However, as Ravi Fernando points out in a comment (thanks!), the argument can be generalized as follows to the situation of $K = \mathbb F_q$ a finite extension of $\mathbb F_p$. Let $S$ be a subring of $K[x]$. Still w.l.o.g., assume there is a polynomial $y \in S$ of positive degree; it generates the subring $\mathbb F_p[y]$ of $K[x]$. Now look at the inclusion chain of rings $\mathbb F_p[y] \subseteq K[y] \subseteq K[x]$; each larger ring is an f.g. module over the next smaller one (for the first inclusion because $K \vert \mathbb F_p$ is finite, and for the second it follows via the linked question as above); so we also have that $K[x]$ is a f.g. module over $\mathbb F_p[y]$. But this last ring is still Noetherian, and so our subring $S$, which as $\mathbb F_p[y]$-module is contained in $K[x]$, is finitely generated as above.
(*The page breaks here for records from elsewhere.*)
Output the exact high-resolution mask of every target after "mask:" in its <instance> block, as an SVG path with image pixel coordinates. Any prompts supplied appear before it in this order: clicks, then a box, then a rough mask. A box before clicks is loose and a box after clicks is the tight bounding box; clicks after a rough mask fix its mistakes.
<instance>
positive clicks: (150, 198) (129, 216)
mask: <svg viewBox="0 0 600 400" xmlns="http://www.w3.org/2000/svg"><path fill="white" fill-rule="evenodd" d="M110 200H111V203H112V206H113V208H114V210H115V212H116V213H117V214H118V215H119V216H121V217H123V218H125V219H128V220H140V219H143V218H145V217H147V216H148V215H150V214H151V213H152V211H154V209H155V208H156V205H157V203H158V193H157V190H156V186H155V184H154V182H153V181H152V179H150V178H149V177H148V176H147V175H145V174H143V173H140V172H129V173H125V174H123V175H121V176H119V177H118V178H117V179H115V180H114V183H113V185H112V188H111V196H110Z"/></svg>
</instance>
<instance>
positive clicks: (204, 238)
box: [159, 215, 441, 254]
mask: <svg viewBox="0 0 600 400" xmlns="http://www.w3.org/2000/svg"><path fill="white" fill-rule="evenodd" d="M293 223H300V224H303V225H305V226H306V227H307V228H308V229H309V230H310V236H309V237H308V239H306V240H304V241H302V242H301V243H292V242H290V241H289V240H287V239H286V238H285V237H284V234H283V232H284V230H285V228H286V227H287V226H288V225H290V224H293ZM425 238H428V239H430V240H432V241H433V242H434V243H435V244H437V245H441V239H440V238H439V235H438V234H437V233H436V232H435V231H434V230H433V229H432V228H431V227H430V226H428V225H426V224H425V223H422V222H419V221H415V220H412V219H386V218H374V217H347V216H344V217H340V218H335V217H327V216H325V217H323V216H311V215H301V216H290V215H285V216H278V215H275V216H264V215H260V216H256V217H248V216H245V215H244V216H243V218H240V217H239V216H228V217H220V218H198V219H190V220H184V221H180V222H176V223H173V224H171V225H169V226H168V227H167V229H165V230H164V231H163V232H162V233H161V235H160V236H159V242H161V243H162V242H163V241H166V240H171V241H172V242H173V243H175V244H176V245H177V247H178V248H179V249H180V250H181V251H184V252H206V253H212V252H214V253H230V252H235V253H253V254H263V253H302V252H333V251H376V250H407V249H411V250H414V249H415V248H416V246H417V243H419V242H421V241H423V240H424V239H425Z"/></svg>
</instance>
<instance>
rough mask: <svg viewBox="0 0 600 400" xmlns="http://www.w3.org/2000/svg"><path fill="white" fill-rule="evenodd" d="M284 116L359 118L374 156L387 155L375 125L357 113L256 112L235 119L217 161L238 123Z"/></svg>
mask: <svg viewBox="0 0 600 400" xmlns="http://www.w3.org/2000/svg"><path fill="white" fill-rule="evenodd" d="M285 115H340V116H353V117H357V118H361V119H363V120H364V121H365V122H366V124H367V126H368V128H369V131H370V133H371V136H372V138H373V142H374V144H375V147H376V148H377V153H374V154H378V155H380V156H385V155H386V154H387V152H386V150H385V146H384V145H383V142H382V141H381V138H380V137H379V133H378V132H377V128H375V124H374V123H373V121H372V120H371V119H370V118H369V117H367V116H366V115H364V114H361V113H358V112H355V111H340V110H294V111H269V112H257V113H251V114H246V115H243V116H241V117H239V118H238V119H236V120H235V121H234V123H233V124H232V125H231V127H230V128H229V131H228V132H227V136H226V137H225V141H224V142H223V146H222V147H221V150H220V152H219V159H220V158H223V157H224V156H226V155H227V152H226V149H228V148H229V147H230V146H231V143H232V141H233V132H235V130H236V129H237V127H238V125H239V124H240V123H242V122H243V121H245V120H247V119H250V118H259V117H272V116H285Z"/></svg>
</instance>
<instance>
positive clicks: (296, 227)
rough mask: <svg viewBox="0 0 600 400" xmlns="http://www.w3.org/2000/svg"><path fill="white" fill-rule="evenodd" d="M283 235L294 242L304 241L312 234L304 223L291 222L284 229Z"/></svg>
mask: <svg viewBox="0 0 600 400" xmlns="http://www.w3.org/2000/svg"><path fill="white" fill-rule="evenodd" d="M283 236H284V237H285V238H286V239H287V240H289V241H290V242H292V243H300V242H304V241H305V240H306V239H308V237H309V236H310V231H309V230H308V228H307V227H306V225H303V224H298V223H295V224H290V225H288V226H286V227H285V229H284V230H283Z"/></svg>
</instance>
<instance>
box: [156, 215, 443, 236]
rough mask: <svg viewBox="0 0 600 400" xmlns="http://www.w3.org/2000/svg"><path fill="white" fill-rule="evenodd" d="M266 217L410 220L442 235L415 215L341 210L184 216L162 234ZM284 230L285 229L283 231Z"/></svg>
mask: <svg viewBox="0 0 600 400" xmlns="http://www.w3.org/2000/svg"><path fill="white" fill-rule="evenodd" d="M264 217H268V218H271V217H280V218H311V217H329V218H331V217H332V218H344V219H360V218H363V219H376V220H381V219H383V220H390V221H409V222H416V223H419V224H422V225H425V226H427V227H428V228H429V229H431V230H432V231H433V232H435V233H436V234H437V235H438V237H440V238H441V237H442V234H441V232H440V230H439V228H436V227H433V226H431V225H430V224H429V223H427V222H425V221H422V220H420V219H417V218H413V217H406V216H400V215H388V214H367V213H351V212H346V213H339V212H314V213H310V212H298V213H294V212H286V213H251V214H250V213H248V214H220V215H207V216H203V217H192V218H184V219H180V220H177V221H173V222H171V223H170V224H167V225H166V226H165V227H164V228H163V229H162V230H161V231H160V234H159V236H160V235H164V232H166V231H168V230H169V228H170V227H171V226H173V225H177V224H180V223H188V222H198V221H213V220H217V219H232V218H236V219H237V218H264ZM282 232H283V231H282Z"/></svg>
On the other hand, Thomas Andrews points out in a comment that for the case of coefficients from an infinite algebraic extension of $\mathbb F_p$, the original question is answered in the positive. (And of course it would also be for transcendental extensions.)

Summing up:

For any unital ring $R$, the polynomial ring $R[x]$ has countably many unital subrings (with the same unit) if and only if $R$ is a finite product of finite fields. Otherwise it has uncountably many.